3. Key functions in plain language

Summary. Seven internal jobs make the bot work. Each one gets a sequence diagram showing what calls what, a ≤50-word summary, and a step-by-step explanation. An eighth subsection makes explicit what is stored vs what is live-only.

3.1 Profile construction

sequenceDiagram
    autonumber
    participant U as User
    participant API as 3a. /api/chat
    participant B as 3b. LLM Brain
    participant T as save_profile_field tool
    participant S as 3d. session_state
    U->>API: typed / spoken reply
    API->>B: handle_turn(text, profile)
    B->>T: save_profile_field("age", 32)
    T->>S: session.profile.age = 32
    S-->>T: ok
    T-->>B: saved
    B-->>API: next question (or proceed to scoring + pricing)

Summary. Every user reply runs the brain, which extracts one fact at a time and saves it via the save_profile_field tool into the live session_state.profile. No regex, no separate extractor model — extraction is a tool call.

How it flows:

User reply arrives at /api/chat (typed text or post-STT transcript).
Brain runs. handle_turn calls Gemini with the reply + the current profile + the tool schema.
Tool call. When Gemini decides a fact is captured, it calls save_profile_field(field, value) — one call per fact.
Write. The tool sets the field on session.profile (in memory). All fact-find captures are concentrated here; there is no second LLM pass.
Continue. Brain returns the next question, or — if the profile is complete enough — proceeds to scoring + pricing.
Persistence is later. End-of-turn, the whole profile is auto-persisted to disk by the orchestrator (see §3.6).

3.2 Profile-aware scoring

sequenceDiagram
    autonumber
    participant API as 3a. /api/scorecard
    participant SC as 3c. scorecard.py
    participant J as 4. policy_facts JSON
    participant R as 4. reviews JSON
    participant P as 3d. session.profile
    API->>SC: build_scorecard(policy_id, profile)
    SC->>J: read curated facts (CSR, room-rent, waitings)
    SC->>R: read insurer reviews
    SC->>P: read live profile (age, family, conditions)
    SC->>SC: 6 sub-scores → letter grade + personalised summary
    SC-->>API: grade · sub-scores · summary

Summary. Scoring grades every policy for this user — same policy, two users, two grades. Six sub-scores roll up into a letter, with a personalised one-line summary naming the strengths for this profile and the one honest caveat.

How it flows:

Trigger. Brain (or /api/scorecard directly) asks for a per-policy grade.
Three reads. scorecard.py reads (a) the policy's policy_facts JSON, (b) the insurer's reviews JSON, and (c) the live profile from session_state.
Six sub-scores. Coverage · predictability · claims · network · renewal · terms — each weighted against this profile (e.g. a smoker is penalised more in pricing predictability; an elder is penalised more in waiting-period structure).
Letter grade + summary. A grade band (A–E) and a one-line summary listing this user's top strengths and the one capping caveat.
Live, not stored. Recomputed per request. Storage would be wrong here — the grade depends on who is asking.

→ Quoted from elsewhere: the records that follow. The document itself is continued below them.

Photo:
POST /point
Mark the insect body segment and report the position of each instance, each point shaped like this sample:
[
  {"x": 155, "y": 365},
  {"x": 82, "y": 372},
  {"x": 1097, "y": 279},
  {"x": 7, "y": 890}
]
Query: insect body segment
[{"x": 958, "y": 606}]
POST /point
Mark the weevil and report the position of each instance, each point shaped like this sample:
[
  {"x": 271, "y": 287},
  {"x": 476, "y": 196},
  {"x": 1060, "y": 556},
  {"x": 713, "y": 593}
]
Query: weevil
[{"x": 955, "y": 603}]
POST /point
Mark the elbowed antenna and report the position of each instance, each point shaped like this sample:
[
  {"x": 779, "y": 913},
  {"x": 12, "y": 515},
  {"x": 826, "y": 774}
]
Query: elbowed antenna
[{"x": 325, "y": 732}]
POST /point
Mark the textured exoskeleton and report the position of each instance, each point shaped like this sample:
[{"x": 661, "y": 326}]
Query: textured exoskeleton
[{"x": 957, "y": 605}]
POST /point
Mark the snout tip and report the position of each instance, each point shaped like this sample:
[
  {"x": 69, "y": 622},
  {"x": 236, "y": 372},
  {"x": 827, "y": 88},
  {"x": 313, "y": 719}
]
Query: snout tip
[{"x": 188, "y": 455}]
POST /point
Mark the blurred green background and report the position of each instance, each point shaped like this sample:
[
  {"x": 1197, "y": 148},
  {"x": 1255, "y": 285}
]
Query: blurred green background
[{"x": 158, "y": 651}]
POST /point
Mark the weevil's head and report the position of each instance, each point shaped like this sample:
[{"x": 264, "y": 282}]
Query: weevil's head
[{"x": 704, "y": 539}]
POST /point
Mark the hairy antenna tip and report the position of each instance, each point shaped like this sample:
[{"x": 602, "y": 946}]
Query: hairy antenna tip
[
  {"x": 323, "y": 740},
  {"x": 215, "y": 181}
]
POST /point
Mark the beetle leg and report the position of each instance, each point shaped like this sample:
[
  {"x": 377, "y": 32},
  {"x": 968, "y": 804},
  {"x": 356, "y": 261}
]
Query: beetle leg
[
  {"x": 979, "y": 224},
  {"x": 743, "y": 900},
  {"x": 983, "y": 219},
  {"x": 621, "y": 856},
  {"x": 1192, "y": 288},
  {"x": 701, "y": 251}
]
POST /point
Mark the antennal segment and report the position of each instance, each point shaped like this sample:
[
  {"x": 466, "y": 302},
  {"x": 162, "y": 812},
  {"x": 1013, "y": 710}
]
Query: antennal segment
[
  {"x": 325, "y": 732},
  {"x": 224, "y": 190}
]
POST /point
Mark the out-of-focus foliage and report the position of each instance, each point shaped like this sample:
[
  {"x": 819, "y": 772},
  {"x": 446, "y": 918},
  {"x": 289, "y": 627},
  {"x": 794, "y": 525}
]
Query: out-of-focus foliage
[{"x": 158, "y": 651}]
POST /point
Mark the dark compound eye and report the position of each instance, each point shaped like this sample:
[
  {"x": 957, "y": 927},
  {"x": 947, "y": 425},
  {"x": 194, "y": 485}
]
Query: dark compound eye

3.3 Profile-aware pricing — the multivariate ballpark

sequenceDiagram
    autonumber
    participant API as 3a. /api/coverage
    participant PR as 3c. premium_calculator.py
    participant J as 4. policy_facts JSON
    participant RC as 4. rate-card combinations<br/>age × metro × smoker × PED ×<br/>co-pay × deductible × tenure
    participant P as 3d. session.profile
    API->>PR: estimate(policy_id, profile)
    PR->>J: read pricing structure
    PR->>P: read profile (7 dimensions)
    PR->>RC: match combination → rate range
    PR->>PR: interpolate + apply caveats
    PR-->>API: ₹low – ₹high · point ≈ ₹X (illustrative)

Summary. Pricing is a multivariate ballpark from public rate-card combinations — age × metro × smoker × PED × chosen co-pay × deductible × sum insured. Same plan, two users, two ranges. Explicitly not real underwriting.

How it flows:

Inputs. The user's profile (seven dimensions) and the policy's pricing characteristics.
Multivariate match. premium_calculator.estimate looks up combinations across the seven dimensions and interpolates within bands.
Output. A range (e.g. ₹12 500 – ₹17 200 / yr) with a midpoint and a clear illustrative-only disclaimer.
Honest caveat. Final premium depends on the insurer's underwriting + medicals + IRDAI-filed loadings — this is a directional ballpark, not a quote.
Live, not stored. Same as scoring — recomputed per request because the answer is a function of this user.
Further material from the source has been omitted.